Last year’s event raised $10,000 for Seekhaven, a family crisis and resource center in Moab.
“It was a great success,” ceramicist Linn DeNesti said. “We sold out, serving the last drop of soup.”
This year there are 375 tickets available for presale. Organizers encourage people to buy their tickets early to this year’s event, which will support the Moab Free Health Clinic.

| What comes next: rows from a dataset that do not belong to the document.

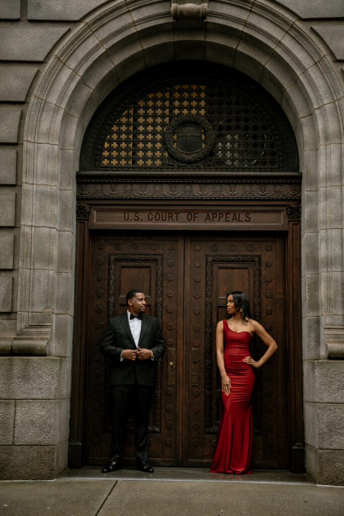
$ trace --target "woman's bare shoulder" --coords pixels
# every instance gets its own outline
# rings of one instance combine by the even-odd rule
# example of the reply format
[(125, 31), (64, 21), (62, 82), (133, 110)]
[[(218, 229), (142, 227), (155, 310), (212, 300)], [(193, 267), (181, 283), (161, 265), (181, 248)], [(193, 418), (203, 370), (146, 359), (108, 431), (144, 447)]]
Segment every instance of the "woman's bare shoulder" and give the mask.
[(260, 322), (258, 322), (258, 321), (255, 321), (254, 319), (249, 319), (248, 322), (251, 325), (255, 331), (259, 328), (263, 328)]

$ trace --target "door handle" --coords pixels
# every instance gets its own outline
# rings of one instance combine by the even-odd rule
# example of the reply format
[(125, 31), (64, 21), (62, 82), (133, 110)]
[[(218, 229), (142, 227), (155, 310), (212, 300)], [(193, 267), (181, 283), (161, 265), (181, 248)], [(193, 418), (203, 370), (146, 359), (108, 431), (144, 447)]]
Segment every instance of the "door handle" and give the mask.
[(191, 350), (191, 385), (195, 387), (198, 385), (198, 363), (199, 361), (198, 349)]
[(169, 348), (167, 353), (167, 384), (168, 385), (174, 385), (174, 348)]

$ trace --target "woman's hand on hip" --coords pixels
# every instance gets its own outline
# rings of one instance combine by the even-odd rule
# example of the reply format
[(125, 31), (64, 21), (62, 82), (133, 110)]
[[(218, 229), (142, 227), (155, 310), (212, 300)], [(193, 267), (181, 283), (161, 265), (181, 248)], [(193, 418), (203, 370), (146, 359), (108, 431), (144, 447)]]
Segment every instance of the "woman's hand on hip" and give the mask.
[(223, 376), (221, 377), (221, 386), (222, 391), (226, 396), (229, 396), (231, 394), (232, 385), (231, 384), (231, 380), (227, 375), (224, 375)]
[(245, 357), (243, 360), (241, 360), (241, 362), (244, 362), (245, 364), (249, 364), (249, 365), (252, 365), (253, 367), (255, 367), (256, 369), (260, 367), (258, 363), (254, 360), (252, 357)]

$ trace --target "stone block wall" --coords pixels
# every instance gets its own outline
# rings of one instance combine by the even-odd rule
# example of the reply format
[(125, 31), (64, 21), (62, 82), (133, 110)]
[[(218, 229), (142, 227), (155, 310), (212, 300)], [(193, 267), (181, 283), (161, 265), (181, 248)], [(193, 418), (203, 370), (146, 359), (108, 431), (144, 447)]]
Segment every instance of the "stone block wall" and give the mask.
[[(208, 59), (250, 75), (280, 103), (295, 131), (304, 175), (301, 294), (307, 471), (319, 483), (337, 485), (340, 475), (344, 477), (343, 396), (338, 379), (343, 377), (344, 356), (332, 351), (335, 358), (328, 358), (329, 350), (344, 345), (342, 113), (338, 108), (338, 99), (342, 102), (342, 87), (338, 86), (342, 85), (344, 61), (342, 6), (322, 0), (254, 3), (210, 0), (207, 23), (200, 25), (187, 20), (173, 25), (168, 0), (152, 5), (142, 0), (0, 0), (3, 478), (53, 478), (67, 466), (73, 173), (87, 124), (119, 82), (158, 62), (182, 59)], [(115, 4), (118, 14), (113, 16)], [(312, 50), (302, 46), (304, 33), (312, 39)], [(74, 46), (61, 52), (61, 72), (54, 64), (54, 55), (68, 41)], [(87, 59), (92, 53), (96, 57), (91, 66)], [(292, 55), (297, 56), (293, 60)], [(61, 59), (56, 58), (60, 64)], [(54, 66), (56, 71), (49, 72), (53, 86), (42, 100), (44, 91), (37, 85)], [(60, 105), (70, 90), (73, 94)], [(38, 111), (32, 130), (30, 121)], [(53, 128), (45, 123), (48, 120), (63, 120), (63, 131), (56, 141), (51, 133), (58, 123)], [(24, 147), (28, 127), (31, 132)], [(55, 169), (57, 178), (50, 175)], [(42, 172), (35, 183), (31, 178), (36, 169), (45, 175)], [(24, 314), (25, 303), (30, 307), (29, 316)]]

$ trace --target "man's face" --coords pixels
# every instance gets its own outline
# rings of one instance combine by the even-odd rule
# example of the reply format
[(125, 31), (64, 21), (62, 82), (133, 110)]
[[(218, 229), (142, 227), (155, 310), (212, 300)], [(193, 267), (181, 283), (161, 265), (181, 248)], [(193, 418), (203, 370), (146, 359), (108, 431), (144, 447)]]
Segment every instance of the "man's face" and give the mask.
[(129, 311), (135, 315), (144, 313), (146, 309), (146, 300), (143, 293), (139, 292), (131, 299), (128, 299), (128, 305)]

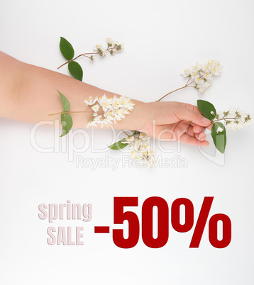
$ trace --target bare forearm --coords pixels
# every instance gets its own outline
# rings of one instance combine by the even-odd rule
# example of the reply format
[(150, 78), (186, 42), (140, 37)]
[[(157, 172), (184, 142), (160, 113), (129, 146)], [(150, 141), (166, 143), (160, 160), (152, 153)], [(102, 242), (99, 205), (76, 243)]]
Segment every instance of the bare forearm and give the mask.
[[(93, 111), (84, 101), (90, 96), (115, 95), (60, 73), (19, 62), (1, 52), (0, 65), (1, 117), (32, 123), (60, 118), (60, 114), (48, 116), (62, 111), (59, 90), (70, 103), (70, 112), (88, 110), (72, 113), (73, 126), (86, 128)], [(187, 143), (207, 145), (204, 131), (211, 121), (201, 116), (197, 106), (179, 102), (132, 101), (133, 110), (114, 125), (116, 128), (140, 130), (170, 140), (181, 138)]]
[[(71, 106), (70, 111), (87, 109), (84, 101), (87, 100), (89, 96), (94, 98), (104, 94), (108, 97), (115, 95), (114, 93), (81, 82), (60, 73), (21, 62), (3, 52), (1, 52), (0, 57), (1, 65), (7, 67), (7, 69), (1, 68), (2, 87), (0, 98), (4, 103), (0, 106), (1, 117), (33, 123), (59, 118), (60, 115), (48, 116), (50, 113), (61, 112), (62, 110), (56, 89), (68, 99)], [(135, 100), (133, 103), (137, 108), (143, 104)], [(133, 115), (136, 115), (136, 111), (133, 112)], [(85, 128), (91, 113), (92, 112), (72, 113), (74, 127)], [(131, 118), (128, 119), (128, 116), (131, 115), (126, 116), (125, 123), (121, 122), (116, 126), (118, 128), (131, 127), (128, 125), (133, 125), (130, 121)]]

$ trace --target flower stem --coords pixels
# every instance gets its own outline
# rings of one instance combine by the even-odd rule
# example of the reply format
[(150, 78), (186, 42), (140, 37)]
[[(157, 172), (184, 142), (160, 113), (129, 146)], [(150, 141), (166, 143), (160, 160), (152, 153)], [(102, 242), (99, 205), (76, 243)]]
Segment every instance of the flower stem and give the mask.
[(221, 119), (218, 119), (218, 120), (214, 120), (213, 122), (217, 122), (218, 121), (221, 121), (221, 120), (236, 120), (237, 118), (237, 117), (235, 118), (222, 118)]
[[(181, 87), (181, 88), (178, 88), (177, 89), (175, 89), (175, 90), (174, 90), (174, 91), (172, 91), (171, 92), (167, 93), (166, 95), (164, 95), (162, 97), (161, 97), (160, 99), (157, 100), (156, 102), (159, 102), (159, 101), (160, 101), (160, 100), (162, 100), (163, 98), (166, 97), (167, 95), (170, 95), (170, 94), (171, 94), (173, 93), (173, 92), (175, 92), (176, 91), (183, 89), (184, 88), (186, 88), (186, 87), (189, 87), (189, 85), (190, 85), (192, 83), (194, 82), (194, 81), (192, 81), (192, 82), (190, 82), (190, 83), (188, 84), (189, 80), (188, 80), (187, 83), (184, 86), (183, 86)], [(190, 87), (194, 87), (194, 86), (190, 86)]]
[[(106, 50), (107, 50), (108, 52), (110, 51), (110, 50), (113, 50), (114, 48), (108, 48)], [(75, 58), (73, 58), (72, 60), (68, 60), (67, 62), (65, 62), (64, 64), (62, 64), (62, 65), (60, 65), (59, 67), (57, 67), (57, 69), (59, 69), (60, 67), (63, 67), (64, 65), (67, 65), (69, 62), (73, 62), (73, 60), (77, 60), (78, 57), (84, 56), (86, 57), (89, 57), (90, 58), (90, 57), (88, 57), (87, 55), (97, 55), (99, 54), (99, 52), (87, 52), (87, 53), (82, 53), (81, 55), (78, 55), (77, 57), (76, 57)]]
[(85, 111), (86, 111), (85, 110), (84, 111), (68, 111), (67, 112), (59, 112), (59, 113), (55, 113), (53, 114), (48, 114), (48, 116), (59, 115), (59, 114), (69, 113), (85, 113)]

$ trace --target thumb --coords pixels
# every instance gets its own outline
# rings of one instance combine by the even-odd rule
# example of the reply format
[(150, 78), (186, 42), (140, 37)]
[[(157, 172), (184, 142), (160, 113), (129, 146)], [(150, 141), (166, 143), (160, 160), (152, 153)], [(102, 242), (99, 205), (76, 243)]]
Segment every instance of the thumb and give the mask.
[(196, 125), (204, 127), (211, 125), (211, 121), (202, 116), (199, 111), (190, 110), (187, 108), (181, 108), (180, 116), (182, 120), (190, 121)]

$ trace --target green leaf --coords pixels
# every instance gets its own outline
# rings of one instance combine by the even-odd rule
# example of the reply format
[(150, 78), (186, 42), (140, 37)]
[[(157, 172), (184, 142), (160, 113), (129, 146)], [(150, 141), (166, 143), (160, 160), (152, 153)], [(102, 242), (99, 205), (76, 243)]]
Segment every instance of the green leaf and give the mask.
[(70, 108), (69, 101), (67, 99), (67, 98), (63, 94), (62, 94), (61, 92), (60, 92), (58, 90), (57, 90), (57, 91), (58, 92), (59, 96), (60, 96), (60, 99), (61, 99), (61, 101), (62, 101), (62, 111), (63, 112), (67, 112), (67, 111), (70, 110)]
[(60, 137), (67, 135), (72, 127), (73, 122), (72, 117), (65, 113), (61, 113), (61, 125), (62, 127), (62, 133)]
[(122, 142), (126, 142), (126, 140), (125, 138), (123, 138), (123, 140), (121, 140), (115, 143), (114, 143), (111, 145), (108, 146), (108, 147), (111, 148), (111, 150), (121, 150), (122, 148), (124, 148), (127, 145), (128, 145), (128, 143), (122, 143)]
[[(216, 111), (215, 110), (214, 106), (207, 101), (198, 100), (197, 106), (204, 116), (209, 120), (213, 120), (216, 115)], [(212, 114), (212, 112), (214, 114)]]
[(130, 135), (130, 137), (132, 137), (133, 135), (139, 135), (140, 133), (140, 132), (139, 132), (138, 130), (134, 130), (134, 133)]
[(74, 57), (74, 49), (72, 45), (65, 39), (65, 38), (61, 37), (60, 48), (62, 55), (67, 60), (72, 60)]
[(77, 80), (82, 81), (83, 70), (82, 67), (76, 62), (70, 62), (68, 63), (68, 69), (70, 73)]
[[(219, 127), (221, 128), (223, 131), (218, 132)], [(226, 144), (226, 133), (224, 125), (220, 122), (214, 123), (211, 129), (211, 135), (216, 148), (221, 153), (224, 153)]]

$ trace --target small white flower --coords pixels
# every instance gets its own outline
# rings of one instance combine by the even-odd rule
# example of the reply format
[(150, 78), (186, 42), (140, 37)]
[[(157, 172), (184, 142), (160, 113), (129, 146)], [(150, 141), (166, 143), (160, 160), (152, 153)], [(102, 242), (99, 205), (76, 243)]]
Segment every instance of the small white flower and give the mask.
[(216, 133), (221, 133), (221, 132), (223, 132), (223, 129), (222, 128), (221, 128), (220, 126), (218, 126)]
[(95, 113), (97, 113), (99, 109), (99, 104), (96, 104), (92, 107), (92, 110)]
[(92, 96), (89, 96), (89, 98), (88, 99), (88, 100), (84, 100), (84, 103), (87, 104), (87, 106), (88, 105), (94, 105), (94, 104), (96, 101), (96, 99), (93, 99)]
[(101, 45), (96, 45), (94, 48), (94, 51), (98, 52), (99, 55), (101, 57), (104, 57), (106, 55), (106, 48), (103, 47)]

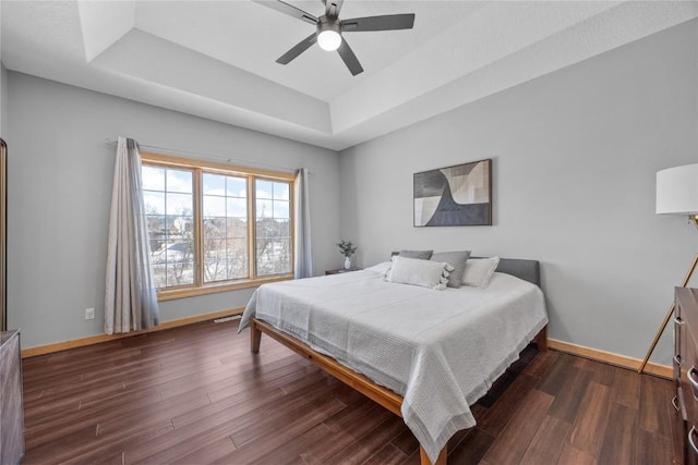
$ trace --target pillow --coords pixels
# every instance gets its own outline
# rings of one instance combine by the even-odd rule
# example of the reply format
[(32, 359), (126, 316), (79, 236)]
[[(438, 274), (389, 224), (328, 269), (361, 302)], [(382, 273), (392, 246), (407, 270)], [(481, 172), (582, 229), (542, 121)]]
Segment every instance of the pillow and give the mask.
[(390, 282), (443, 291), (446, 289), (448, 274), (453, 268), (446, 262), (405, 258), (397, 255), (393, 257), (393, 266), (385, 279)]
[(454, 270), (448, 277), (448, 287), (460, 287), (462, 282), (462, 273), (466, 271), (466, 262), (470, 257), (470, 250), (460, 252), (437, 252), (432, 255), (431, 260), (446, 261), (454, 267)]
[(420, 260), (429, 260), (434, 250), (400, 250), (398, 254), (402, 258), (418, 258)]
[(500, 257), (469, 259), (466, 262), (466, 271), (462, 273), (462, 283), (486, 287), (497, 265), (500, 265)]
[(383, 261), (372, 267), (364, 268), (363, 271), (371, 271), (373, 273), (385, 276), (385, 273), (387, 273), (390, 269), (390, 265), (393, 265), (390, 261)]

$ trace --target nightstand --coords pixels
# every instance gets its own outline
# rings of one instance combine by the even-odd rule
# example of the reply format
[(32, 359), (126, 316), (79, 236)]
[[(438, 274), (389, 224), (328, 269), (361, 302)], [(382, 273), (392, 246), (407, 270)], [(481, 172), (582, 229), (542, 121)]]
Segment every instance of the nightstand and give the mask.
[(359, 268), (339, 268), (338, 270), (326, 270), (325, 274), (339, 274), (339, 273), (348, 273), (350, 271), (359, 271)]

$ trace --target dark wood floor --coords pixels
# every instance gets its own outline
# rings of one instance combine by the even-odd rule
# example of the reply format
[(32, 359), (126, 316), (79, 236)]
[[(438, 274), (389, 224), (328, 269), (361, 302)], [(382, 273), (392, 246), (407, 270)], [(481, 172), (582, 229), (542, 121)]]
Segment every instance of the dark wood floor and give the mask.
[[(26, 464), (419, 463), (402, 420), (238, 322), (24, 360)], [(524, 352), (473, 406), (449, 464), (671, 464), (672, 383)]]

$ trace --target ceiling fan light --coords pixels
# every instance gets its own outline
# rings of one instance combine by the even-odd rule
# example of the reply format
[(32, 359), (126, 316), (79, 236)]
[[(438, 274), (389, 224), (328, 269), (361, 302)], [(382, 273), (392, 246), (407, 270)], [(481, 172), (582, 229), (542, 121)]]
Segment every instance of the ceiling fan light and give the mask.
[(335, 51), (341, 45), (341, 36), (335, 30), (323, 30), (317, 35), (317, 45), (327, 51)]

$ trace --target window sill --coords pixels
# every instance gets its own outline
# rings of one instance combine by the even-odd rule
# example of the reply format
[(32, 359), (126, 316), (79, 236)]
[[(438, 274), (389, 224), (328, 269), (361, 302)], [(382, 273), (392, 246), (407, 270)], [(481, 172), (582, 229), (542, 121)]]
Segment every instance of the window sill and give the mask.
[(180, 287), (168, 291), (160, 291), (157, 294), (158, 302), (173, 301), (176, 298), (194, 297), (196, 295), (216, 294), (218, 292), (239, 291), (241, 289), (258, 287), (262, 284), (279, 281), (289, 281), (293, 274), (281, 274), (269, 278), (258, 278), (255, 280), (241, 280), (234, 283), (208, 284), (202, 287)]

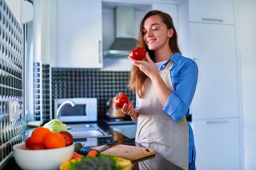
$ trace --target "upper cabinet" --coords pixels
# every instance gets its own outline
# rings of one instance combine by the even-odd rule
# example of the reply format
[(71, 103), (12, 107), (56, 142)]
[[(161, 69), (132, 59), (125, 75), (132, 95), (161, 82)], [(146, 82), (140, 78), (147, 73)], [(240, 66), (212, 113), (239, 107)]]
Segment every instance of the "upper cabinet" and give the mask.
[(101, 1), (61, 0), (57, 6), (56, 66), (102, 68)]
[(189, 21), (234, 24), (233, 0), (189, 1)]
[(177, 5), (175, 4), (153, 3), (152, 10), (157, 10), (166, 12), (170, 15), (173, 19), (174, 26), (178, 30), (178, 17)]

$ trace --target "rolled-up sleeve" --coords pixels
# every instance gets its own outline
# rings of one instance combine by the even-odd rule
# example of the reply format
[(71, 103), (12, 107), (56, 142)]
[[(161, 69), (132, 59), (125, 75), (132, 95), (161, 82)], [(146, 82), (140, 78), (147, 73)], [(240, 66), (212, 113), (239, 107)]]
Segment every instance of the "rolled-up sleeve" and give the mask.
[(186, 115), (194, 96), (198, 81), (198, 70), (192, 62), (179, 73), (179, 80), (174, 93), (171, 93), (165, 105), (162, 107), (175, 121)]

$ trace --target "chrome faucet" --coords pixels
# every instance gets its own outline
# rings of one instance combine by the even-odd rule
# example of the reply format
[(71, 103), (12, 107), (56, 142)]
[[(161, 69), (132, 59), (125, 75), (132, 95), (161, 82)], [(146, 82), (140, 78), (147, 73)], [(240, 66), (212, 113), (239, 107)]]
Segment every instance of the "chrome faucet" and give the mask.
[(74, 107), (76, 106), (76, 104), (74, 102), (72, 102), (71, 100), (67, 100), (67, 101), (65, 101), (62, 103), (60, 106), (58, 108), (58, 110), (57, 110), (57, 113), (56, 113), (57, 119), (59, 119), (60, 117), (61, 117), (61, 114), (59, 113), (60, 110), (61, 108), (65, 104), (71, 104), (71, 106), (72, 107)]

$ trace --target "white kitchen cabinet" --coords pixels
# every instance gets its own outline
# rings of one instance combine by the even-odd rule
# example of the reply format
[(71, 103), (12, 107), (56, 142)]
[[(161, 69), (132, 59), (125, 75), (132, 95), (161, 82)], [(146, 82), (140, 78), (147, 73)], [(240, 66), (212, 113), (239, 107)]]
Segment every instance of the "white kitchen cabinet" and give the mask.
[(189, 21), (234, 24), (233, 1), (189, 0)]
[(239, 118), (194, 120), (198, 170), (240, 170)]
[(173, 19), (176, 31), (178, 30), (178, 14), (177, 5), (175, 4), (153, 3), (152, 10), (157, 10), (167, 13)]
[(199, 71), (193, 119), (238, 116), (235, 27), (190, 22), (190, 55)]
[(101, 0), (58, 0), (57, 10), (57, 67), (102, 68)]

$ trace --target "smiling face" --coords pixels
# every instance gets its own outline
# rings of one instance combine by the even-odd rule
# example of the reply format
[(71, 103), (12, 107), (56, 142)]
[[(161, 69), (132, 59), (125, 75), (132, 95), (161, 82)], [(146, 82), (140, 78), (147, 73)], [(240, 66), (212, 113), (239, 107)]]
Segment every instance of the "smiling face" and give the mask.
[(143, 26), (143, 40), (150, 50), (170, 49), (169, 41), (173, 30), (168, 29), (160, 16), (154, 15), (145, 20)]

“It’s an old-Moab-feeling event,” DeNesti said. “It’s the community getting together to support a good cause.”
The event also includes a silent auction – comprised of all ceramic works, of course, including lidded jars, platters, mugs and other pottery.
Ceramicist Barb Gregoire had participated in similar soup bowl fundraisers in Steamboat Springs, Colo. before moving to Moab. In Steamboat, Gregoire recalled people leaving the event clutching their ceramic bowls.
“People were cherishing these bowls,” Gregoire said.
She and fellow clay artist Joanne Savoie decided to rally their colleagues to organize one in Moab, where the community has embraced the event, she said.
“You’d be amazed to see the quality of bowls we have this year,” Savoie said.
“We want to thank the Moab Folk Festival who let us put up a banner at the ball field. Maybe Judy Collins will come to have dinner with us.”
Tickets are $20 for people 12 and older; and $10 for children 5-11.